With regard to the 2016 order, Supreme Court (McGinty, J.) denied the husband's first renewal motion and stayed the proceedings before it to await further developments in the Slovak courts. Inasmuch as Supreme Court was advised that the husband's appeal before the Regional Court was pending and that there was ongoing activity in the preexisting Slovak divorce proceeding (see Concord Assoc., L.P. v EPT Concord, LLC, 101 AD3d 1574, 1575 [2012]; Canadian Imperial Bank of Commerce v Commonwealth Ins. Co., 19 AD3d 211, 212 [2005]), and noting the lack of detail as to how the Regional Court's delay in hearing the husband's appeal deprived him of the opportunity to be heard that justified enforcement of the temporary order (see CPLR 2221 [e] [2]), we cannot say that Supreme Court abused its discretion in doing either. As for the second renewal motion that led to the 2018 order, the husband failed to point to any new developments "that would change the prior determination" and, indeed, acknowledged that the Regional Court had again upheld the temporary order in relevant part and that a Slovak divorce judgment had been issued and was being appealed by both parties (CPLR 2221 [e] [2]). Thus, Supreme Court (Fisher, J.) did not abuse its discretion in denying that motion and reinstating the stay.

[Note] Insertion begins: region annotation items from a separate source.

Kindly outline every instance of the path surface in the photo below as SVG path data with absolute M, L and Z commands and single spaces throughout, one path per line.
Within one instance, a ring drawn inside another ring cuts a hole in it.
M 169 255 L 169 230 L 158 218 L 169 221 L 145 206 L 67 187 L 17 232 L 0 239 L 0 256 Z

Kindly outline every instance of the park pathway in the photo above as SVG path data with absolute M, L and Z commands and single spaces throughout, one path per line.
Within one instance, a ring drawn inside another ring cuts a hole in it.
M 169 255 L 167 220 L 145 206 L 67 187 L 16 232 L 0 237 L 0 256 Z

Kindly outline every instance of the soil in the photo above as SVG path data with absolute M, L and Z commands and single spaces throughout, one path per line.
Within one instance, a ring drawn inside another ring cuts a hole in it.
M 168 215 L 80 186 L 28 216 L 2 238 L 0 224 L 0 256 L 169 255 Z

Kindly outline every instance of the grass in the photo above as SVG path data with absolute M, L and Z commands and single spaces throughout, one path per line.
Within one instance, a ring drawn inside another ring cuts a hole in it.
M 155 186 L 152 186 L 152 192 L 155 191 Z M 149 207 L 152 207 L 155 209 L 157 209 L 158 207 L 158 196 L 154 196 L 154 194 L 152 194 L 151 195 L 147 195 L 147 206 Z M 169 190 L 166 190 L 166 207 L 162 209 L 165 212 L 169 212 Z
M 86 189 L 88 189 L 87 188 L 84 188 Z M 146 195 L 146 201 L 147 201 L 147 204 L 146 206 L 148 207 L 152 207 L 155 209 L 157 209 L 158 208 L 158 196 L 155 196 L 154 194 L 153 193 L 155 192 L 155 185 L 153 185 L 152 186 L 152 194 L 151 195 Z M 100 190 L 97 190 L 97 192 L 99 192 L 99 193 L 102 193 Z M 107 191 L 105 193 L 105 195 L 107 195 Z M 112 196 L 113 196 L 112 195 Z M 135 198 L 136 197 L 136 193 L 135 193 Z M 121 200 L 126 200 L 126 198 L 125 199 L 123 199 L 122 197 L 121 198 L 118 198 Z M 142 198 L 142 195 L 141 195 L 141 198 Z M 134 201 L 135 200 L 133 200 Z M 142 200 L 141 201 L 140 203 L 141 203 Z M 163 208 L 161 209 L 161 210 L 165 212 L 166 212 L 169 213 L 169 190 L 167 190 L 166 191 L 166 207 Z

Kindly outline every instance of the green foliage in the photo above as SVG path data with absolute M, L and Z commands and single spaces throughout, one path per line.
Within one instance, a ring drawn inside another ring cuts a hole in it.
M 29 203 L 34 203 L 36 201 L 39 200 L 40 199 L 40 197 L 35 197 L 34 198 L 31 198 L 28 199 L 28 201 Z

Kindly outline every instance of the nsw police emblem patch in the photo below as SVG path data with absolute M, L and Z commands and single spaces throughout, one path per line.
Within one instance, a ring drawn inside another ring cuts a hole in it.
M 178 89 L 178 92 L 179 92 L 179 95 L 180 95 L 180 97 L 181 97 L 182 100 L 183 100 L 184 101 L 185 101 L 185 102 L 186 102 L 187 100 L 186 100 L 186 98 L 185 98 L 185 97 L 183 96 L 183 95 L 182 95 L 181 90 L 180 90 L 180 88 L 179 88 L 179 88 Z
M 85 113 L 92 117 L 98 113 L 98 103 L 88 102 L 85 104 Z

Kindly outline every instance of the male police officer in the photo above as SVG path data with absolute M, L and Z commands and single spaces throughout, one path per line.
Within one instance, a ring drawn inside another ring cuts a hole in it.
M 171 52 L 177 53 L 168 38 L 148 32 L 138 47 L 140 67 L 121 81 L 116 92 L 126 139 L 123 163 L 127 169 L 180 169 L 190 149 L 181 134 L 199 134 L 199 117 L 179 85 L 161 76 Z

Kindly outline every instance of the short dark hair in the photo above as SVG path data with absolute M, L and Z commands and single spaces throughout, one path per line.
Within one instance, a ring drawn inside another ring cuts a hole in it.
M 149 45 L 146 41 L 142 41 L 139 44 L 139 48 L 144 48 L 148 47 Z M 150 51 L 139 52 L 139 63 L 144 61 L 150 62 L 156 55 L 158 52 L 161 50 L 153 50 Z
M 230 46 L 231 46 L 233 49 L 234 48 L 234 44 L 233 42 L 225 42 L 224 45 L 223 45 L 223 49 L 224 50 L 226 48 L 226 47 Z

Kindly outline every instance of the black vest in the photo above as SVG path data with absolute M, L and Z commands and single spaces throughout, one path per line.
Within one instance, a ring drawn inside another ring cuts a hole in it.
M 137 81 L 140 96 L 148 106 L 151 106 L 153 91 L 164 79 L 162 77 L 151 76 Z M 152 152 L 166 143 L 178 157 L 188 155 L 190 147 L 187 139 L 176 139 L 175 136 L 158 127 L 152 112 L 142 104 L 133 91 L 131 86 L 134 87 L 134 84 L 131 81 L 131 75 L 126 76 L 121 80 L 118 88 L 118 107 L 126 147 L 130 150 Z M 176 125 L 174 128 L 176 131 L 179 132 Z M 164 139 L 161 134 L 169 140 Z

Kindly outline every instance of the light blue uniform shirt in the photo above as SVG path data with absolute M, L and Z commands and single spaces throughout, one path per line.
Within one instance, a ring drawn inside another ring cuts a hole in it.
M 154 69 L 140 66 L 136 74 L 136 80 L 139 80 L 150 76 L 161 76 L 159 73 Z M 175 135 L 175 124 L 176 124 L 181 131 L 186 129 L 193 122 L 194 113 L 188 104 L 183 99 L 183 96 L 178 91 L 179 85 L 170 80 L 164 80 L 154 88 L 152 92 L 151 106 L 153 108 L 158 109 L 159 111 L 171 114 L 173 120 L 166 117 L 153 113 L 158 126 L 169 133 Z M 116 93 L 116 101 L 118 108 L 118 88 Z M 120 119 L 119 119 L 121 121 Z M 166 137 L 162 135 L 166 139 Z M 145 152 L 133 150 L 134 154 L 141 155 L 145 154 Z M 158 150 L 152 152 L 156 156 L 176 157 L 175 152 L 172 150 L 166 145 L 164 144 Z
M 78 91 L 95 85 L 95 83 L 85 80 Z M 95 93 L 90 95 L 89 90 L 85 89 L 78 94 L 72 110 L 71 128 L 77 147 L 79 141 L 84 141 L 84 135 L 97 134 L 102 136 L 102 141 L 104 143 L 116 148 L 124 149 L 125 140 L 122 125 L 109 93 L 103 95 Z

ORDERED that the order and amended order are affirmed, without costs.

Garry, P.J., Lynch and Mulvey, JJ., concur.

Footnotes


Footnote 1: The husband did not perfect his appeal from the enforcement order. The husband did challenge the rationale for the order in his renewal motions, but those challenges were not based upon new facts and constituted requests for reargument, the denials of which were not appealable (see CPLR 2221 [d] [2]; [e] [2]; 5701 [a] [2] [viii]; DeMaille v State of New York, 166 AD3d 1405, 1408 [2018]; Prime Income Asset Mgt., Inc. v American Real Estate Holdings L.P., 82 AD3d 550, 551 [2011], lv denied 17 NY3d 705 [2011]). We accordingly take no position on the merits of the enforcement order and limit our discussion to the new developments that the husband claims warranted renewal.